Big Data Developer (Scala & Java) – Job Description
We are looking for an experienced Big Data Developer with strong Scala and Java expertise to build scalable data processing systems and high-performance data pipelines. The ideal candidate should have hands-on experience with distributed computing, real-time data streaming, and cloud-based big data technologies.
Responsibilities
- Design, develop, and maintain large-scale big data applications using Scala and Java.
- Build scalable ETL/ELT pipelines for processing structured and unstructured data.
- Develop distributed data processing solutions using Apache Spark, Hadoop, and Kafka.
- Implement real-time streaming applications and event-driven architectures.

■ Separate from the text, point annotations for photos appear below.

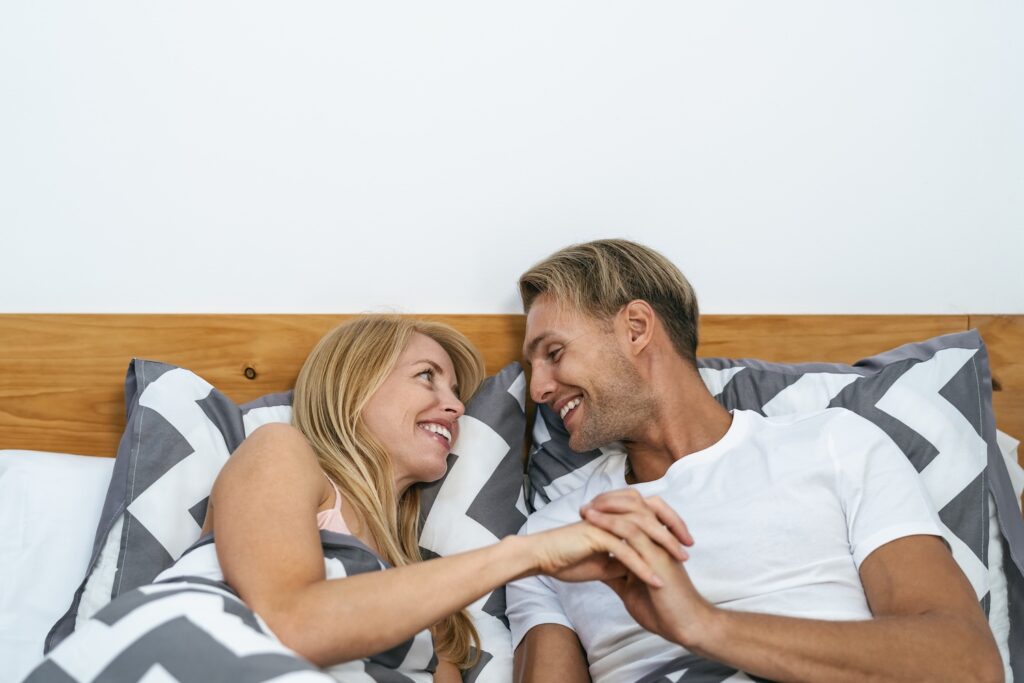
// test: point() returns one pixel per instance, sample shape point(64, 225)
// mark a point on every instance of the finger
point(637, 529)
point(671, 519)
point(624, 500)
point(617, 585)
point(662, 510)
point(627, 525)
point(629, 557)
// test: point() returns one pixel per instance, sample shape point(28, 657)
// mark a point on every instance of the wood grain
point(61, 375)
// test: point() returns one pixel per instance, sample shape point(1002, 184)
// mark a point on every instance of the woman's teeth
point(436, 429)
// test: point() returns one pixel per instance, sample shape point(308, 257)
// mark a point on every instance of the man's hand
point(587, 552)
point(674, 609)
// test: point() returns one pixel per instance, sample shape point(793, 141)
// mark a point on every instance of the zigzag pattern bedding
point(190, 627)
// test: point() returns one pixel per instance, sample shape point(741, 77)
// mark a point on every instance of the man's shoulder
point(561, 511)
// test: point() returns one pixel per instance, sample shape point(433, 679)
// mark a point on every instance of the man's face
point(583, 374)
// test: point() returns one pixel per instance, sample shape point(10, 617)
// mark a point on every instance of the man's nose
point(542, 386)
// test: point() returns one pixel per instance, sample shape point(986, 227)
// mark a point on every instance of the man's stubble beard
point(616, 407)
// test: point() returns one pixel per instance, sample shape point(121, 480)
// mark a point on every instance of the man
point(816, 554)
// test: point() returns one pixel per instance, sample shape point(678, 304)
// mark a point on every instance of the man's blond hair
point(599, 278)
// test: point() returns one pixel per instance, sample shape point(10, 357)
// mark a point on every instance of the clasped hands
point(637, 547)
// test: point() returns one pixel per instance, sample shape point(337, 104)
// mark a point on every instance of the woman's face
point(414, 414)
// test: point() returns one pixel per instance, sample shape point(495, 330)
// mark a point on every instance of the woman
point(376, 413)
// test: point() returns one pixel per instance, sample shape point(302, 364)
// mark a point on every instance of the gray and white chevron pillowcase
point(932, 397)
point(180, 430)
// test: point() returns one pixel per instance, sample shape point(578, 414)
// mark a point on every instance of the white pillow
point(49, 508)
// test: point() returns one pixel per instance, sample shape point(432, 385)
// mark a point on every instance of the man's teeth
point(437, 429)
point(568, 407)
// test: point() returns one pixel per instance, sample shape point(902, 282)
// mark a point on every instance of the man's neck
point(688, 420)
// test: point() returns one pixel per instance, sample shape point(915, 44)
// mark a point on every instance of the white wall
point(792, 157)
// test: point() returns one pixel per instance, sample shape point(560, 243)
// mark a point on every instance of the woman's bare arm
point(269, 549)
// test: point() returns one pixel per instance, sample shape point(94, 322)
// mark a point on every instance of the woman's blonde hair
point(339, 377)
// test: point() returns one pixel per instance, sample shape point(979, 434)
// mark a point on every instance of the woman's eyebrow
point(437, 369)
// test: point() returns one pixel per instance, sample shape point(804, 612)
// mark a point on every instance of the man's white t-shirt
point(782, 512)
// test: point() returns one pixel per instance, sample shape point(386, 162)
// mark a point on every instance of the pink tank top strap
point(331, 520)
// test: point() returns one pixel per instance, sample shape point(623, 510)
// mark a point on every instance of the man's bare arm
point(927, 625)
point(550, 652)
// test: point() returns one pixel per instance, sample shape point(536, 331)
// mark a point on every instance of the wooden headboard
point(61, 375)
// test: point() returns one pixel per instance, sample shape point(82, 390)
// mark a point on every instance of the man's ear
point(639, 318)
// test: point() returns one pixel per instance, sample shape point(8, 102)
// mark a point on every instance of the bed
point(62, 391)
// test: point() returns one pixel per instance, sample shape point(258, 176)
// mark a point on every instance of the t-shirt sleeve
point(532, 601)
point(884, 497)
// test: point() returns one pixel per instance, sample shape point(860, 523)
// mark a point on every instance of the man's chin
point(579, 442)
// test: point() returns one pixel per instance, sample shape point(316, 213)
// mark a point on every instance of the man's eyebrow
point(527, 350)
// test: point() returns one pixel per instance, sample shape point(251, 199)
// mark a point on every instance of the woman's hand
point(589, 551)
point(673, 609)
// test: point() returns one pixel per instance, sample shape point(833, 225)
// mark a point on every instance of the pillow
point(180, 430)
point(49, 506)
point(932, 397)
point(998, 613)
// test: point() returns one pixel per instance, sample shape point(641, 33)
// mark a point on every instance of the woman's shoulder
point(272, 451)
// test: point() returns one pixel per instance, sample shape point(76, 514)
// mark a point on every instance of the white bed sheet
point(49, 509)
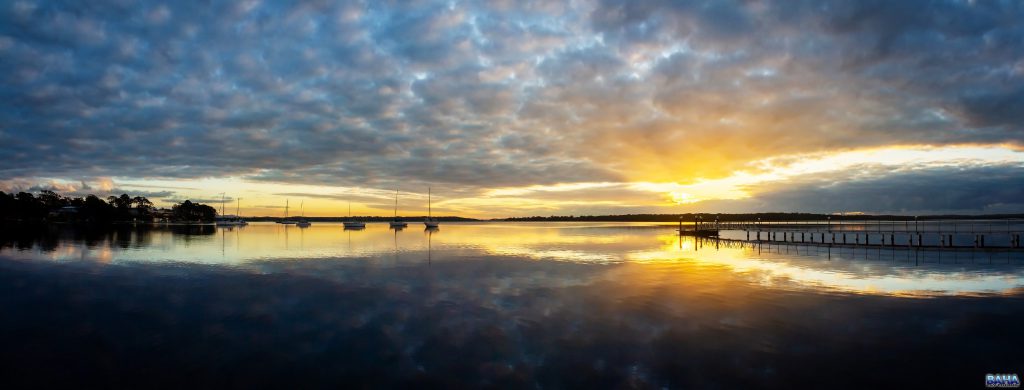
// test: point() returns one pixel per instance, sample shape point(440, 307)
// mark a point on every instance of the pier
point(983, 234)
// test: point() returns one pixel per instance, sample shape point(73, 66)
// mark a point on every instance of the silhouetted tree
point(194, 212)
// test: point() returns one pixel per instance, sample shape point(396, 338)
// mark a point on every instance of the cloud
point(475, 95)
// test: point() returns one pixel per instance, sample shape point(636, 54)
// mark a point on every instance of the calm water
point(551, 305)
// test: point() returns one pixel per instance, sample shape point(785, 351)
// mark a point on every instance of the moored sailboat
point(351, 223)
point(397, 222)
point(430, 221)
point(302, 222)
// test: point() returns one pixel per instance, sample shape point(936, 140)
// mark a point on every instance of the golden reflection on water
point(646, 245)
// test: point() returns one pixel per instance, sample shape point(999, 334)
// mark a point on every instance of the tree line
point(48, 206)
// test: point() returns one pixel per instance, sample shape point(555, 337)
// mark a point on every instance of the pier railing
point(934, 233)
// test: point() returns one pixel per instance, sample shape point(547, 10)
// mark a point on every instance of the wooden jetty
point(987, 234)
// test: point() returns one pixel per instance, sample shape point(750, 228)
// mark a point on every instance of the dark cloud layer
point(485, 94)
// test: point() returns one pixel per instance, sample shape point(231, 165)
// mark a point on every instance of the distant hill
point(690, 217)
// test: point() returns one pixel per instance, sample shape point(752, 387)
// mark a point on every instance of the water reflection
point(868, 270)
point(495, 305)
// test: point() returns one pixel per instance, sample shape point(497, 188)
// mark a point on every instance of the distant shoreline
point(688, 217)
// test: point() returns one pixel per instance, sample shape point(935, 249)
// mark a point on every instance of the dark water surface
point(543, 305)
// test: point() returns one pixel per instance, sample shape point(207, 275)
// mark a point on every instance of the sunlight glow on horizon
point(268, 199)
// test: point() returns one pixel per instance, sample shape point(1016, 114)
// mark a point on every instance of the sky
point(519, 107)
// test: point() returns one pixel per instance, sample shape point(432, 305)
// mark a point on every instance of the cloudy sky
point(519, 107)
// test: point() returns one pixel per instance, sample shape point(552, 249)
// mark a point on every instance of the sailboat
point(302, 222)
point(351, 223)
point(430, 221)
point(227, 220)
point(397, 222)
point(286, 220)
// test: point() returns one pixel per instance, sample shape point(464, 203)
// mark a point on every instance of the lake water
point(527, 305)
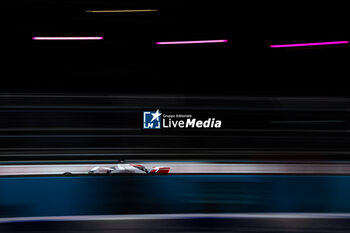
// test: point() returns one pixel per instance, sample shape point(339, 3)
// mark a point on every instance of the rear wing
point(160, 170)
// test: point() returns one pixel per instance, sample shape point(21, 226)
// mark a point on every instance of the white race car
point(121, 168)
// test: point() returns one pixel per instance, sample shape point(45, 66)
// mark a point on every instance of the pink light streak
point(70, 38)
point(191, 42)
point(309, 44)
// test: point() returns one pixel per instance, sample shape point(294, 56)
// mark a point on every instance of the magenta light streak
point(69, 38)
point(309, 44)
point(191, 42)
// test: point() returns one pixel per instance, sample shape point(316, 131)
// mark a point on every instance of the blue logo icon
point(151, 120)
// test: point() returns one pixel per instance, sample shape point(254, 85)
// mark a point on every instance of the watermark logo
point(152, 120)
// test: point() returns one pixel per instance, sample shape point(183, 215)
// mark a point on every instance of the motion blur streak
point(186, 168)
point(191, 42)
point(68, 38)
point(120, 11)
point(309, 44)
point(246, 223)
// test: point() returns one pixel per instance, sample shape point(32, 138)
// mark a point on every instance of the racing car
point(122, 168)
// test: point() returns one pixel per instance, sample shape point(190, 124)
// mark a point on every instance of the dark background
point(66, 99)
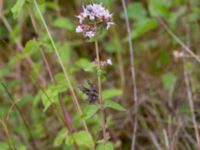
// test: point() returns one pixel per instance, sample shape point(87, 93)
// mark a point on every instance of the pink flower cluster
point(92, 16)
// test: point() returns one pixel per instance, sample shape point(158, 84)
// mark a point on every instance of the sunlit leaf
point(114, 105)
point(81, 138)
point(168, 80)
point(107, 146)
point(142, 27)
point(89, 111)
point(16, 9)
point(64, 23)
point(110, 93)
point(60, 137)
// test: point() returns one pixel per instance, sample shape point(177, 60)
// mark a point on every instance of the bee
point(91, 92)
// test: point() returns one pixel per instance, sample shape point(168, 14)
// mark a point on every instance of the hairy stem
point(100, 92)
point(69, 84)
point(131, 51)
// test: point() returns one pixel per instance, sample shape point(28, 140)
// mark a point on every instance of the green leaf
point(64, 23)
point(4, 145)
point(49, 97)
point(136, 11)
point(60, 137)
point(159, 8)
point(110, 93)
point(17, 8)
point(82, 138)
point(107, 146)
point(86, 65)
point(89, 111)
point(32, 46)
point(142, 27)
point(114, 105)
point(168, 80)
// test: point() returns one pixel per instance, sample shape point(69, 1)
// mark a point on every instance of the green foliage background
point(163, 101)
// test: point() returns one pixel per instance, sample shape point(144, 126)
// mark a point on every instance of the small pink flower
point(93, 16)
point(79, 29)
point(90, 34)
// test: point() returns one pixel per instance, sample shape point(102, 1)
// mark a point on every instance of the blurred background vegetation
point(167, 76)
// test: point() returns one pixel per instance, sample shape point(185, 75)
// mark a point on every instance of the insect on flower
point(91, 92)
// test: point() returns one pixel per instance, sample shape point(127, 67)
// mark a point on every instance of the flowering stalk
point(91, 20)
point(100, 91)
point(62, 66)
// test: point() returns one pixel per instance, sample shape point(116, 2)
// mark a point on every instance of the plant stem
point(61, 64)
point(10, 142)
point(132, 75)
point(100, 91)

- Optimize big data applications for performance, scalability, and reliability.
- Work closely with data engineers, architects, analysts, and business teams to deliver data solutions.
- Develop RESTful APIs and microservices for data integration and processing.
- Perform data validation, cleansing, transformation, and aggregation activities.
- Monitor and troubleshoot production data pipelines and resolve performance bottlenecks.
- Participate in code reviews, design discussions, and Agile development activities.
Required Skills
- Strong programming experience in Scala and Java.
- Hands-on expertise with Apache Spark (Core, SQL, Streaming) and Hadoop ecosystem.
- Experience with Kafka or other messaging/streaming platforms.
- Knowledge of distributed systems and parallel data processing concepts.
- Strong SQL skills and experience with relational and NoSQL databases.
- Experience building ETL/data pipeline solutions.
- Familiarity with Hive, HBase, Cassandra, MongoDB, or Snowflake.
- Experience with cloud platforms such as AWS, Azure, or GCP.
- Hands-on experience with Docker, Kubernetes, Jenkins, Git, and CI/CD pipelines.
- Understanding of data modeling, data warehousing, and big data architecture.
Preferred Qualifications
- Experience with Databricks, Delta Lake, or cloud-native data platforms.
- Knowledge of Airflow, Oozie, or workflow orchestration tools.
- Experience in real-time analytics and streaming data architectures.
- Exposure to machine learning pipelines or AI/ML data processing.
- Experience working in Agile/Scrum environments.
- Bachelor’s degree in Computer Science, Engineering, or related field.
Nice to Have
- Experience with Python for data engineering tasks.
- Knowledge of Terraform or Infrastructure as Code.
- Cloud certifications in AWS, Azure, or GCP.
- Experience in finance, healthcare, telecom, or e-commerce domains.